Which I could see the entirety of because she wasn’t wearing a mask.

Suddenly I remembered skimming over something on Facebook about this particular business and their lack of Covid-19 restrictions.

Should have paid more attention to that one.

Anyway, in response to her general inquiry about helping me find something I responded that I needed wood putty which apparently was one aisle over.

And apparently the only way there was for her to push past me, in the narrow row of wood glue and stain. She literally, physically, bumped me out of the way, with a total “I dare you to say something,” arrogance.

I did what any sane person would do as she passed…

I held my breath.

I was pissed, and yet I didn’t say a word.

For one, it’s too hard to talk while fighting for every breath through multiple layers of cotton and coffee filters.

Two, I knew that I would get no support from any of my fellow customers or the managers of the store. That was perfectly clear.

But the main reason that I didn’t say anything was that I am sick and tired of the animosity between the believers and the non-believers.

People have gotten so ugly with each other. Unkind. Disrespectful. Nasty.

As a mother figure, I could easily have justified saying to this gal, “Oh Honey – I really wish you’d be more careful and cover up your face.”

Of I could have said, “What the fuck are you doing getting so close to me?”

But I didn’t because we need to be gentle with one another right now in this topsy-turvy world.

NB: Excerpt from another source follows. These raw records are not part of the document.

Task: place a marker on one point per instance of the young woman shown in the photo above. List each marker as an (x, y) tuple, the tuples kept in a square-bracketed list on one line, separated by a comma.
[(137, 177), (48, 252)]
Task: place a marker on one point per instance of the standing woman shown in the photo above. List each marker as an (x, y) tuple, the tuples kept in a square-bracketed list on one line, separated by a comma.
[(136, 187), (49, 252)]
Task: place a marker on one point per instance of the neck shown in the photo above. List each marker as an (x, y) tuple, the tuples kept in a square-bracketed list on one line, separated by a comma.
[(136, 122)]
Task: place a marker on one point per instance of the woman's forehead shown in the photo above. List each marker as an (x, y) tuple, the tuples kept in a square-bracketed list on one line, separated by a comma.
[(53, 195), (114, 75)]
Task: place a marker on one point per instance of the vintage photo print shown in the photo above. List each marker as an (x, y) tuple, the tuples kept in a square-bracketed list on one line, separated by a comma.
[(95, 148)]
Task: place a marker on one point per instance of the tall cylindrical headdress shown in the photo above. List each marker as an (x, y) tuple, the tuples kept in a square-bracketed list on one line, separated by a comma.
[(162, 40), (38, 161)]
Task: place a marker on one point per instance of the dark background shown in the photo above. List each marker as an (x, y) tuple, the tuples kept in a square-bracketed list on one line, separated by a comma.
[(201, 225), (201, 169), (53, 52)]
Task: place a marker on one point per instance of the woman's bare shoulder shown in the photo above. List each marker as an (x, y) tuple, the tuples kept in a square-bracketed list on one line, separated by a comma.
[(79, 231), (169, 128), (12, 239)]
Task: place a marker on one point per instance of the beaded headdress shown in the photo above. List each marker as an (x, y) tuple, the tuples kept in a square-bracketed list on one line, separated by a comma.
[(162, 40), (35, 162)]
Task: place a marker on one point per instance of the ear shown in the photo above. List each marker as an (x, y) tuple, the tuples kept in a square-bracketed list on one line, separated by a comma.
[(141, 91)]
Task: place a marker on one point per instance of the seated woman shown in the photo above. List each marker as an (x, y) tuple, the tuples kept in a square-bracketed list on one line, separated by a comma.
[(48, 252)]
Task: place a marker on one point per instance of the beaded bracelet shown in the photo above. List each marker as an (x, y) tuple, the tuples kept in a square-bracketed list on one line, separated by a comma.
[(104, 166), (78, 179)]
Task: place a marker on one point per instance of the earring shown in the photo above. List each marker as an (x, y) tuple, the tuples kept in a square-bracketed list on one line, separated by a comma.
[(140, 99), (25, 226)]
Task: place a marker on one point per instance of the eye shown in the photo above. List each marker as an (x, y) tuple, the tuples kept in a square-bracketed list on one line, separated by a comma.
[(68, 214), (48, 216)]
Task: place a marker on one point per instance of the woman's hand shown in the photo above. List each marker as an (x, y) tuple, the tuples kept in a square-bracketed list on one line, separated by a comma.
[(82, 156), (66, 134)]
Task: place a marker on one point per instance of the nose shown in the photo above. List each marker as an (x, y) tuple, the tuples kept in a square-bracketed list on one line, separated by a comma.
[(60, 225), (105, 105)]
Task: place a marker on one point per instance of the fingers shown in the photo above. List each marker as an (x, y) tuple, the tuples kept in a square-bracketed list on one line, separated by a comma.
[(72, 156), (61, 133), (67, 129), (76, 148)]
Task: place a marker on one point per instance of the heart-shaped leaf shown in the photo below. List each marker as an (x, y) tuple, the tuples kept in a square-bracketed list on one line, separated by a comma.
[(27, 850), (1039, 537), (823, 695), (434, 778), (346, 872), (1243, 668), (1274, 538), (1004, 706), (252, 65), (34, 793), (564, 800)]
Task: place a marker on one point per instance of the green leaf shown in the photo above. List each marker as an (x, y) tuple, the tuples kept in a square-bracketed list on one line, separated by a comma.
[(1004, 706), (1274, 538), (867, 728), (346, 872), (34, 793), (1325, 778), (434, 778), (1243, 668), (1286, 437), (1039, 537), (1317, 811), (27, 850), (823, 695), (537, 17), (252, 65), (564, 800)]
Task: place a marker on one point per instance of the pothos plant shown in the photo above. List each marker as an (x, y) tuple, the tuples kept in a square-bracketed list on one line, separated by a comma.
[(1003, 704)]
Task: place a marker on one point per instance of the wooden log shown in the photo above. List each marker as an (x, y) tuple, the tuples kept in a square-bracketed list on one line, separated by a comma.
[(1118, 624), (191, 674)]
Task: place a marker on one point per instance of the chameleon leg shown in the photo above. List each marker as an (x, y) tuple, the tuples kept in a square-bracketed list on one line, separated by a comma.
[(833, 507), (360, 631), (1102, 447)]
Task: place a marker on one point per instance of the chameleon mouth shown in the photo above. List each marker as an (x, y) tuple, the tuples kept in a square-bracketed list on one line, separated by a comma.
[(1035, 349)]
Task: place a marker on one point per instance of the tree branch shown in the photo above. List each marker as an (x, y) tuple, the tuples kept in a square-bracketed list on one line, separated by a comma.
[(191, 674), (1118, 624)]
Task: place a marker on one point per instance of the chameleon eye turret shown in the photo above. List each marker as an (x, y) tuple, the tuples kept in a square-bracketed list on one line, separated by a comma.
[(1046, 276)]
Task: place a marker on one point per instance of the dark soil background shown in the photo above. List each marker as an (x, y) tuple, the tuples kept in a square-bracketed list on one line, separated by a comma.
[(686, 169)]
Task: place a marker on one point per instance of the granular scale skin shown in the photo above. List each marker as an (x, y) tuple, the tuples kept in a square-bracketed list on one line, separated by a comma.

And though I may be secretly judging those who are making different decisions than I am, I also understand that others are making the decisions that they believe are right for them, and while we each might (probably) feel very strongly about our positions, does it mean that we have to be ugly with each other?

I don’t think so.

I get it that if I choose to continue to isolate, to cover my face, to wash my hands 52 million times, that’s my choice and I am the one who is “inconvenienced,” by having to wear a piece of cloth over my face. It is my responsibility to take those precautions – which I am.

But I believe that it is the maskless’ responsibility to respect those boundaries – not push against them.

Literally.

Why must there be an air of superiority? Sure, they could be right and I could be wrong (and paranoid).

OR I could be right and they are about to get a lot of people very sick.

But, I’m keeping my covered mouth shut because we do not need more divisiveness right now and I believe in being kind. So why do people on the other side of the debate feel the need to totally disrespect me, my choices, my body?

I’m not inconveniencing anyone. I am not spreading a deadly disease. I am not forcing any of my political beliefs on anyone. My mask is not taking away anyone’s constitutional rights.

My masked friends declare that they too have been on the receiving end of physical contact, snide remarks, and general disdain. I am not imagining this.

But what I can’t imagine is why it has to be this way.

There is no need for condescension.

No reason to be smug.

PS: Before any of the maskless gets all hyped up – I am fully aware that there are many of the swaddled that are verbally taking people out for NOT wearing a mask. That’s not okay either. And to you, I say, “Be kind. Be respectful. Play by your rules. Socially distance yourself…

And for Fuck’s sake, don’t start shit with your neighbors.”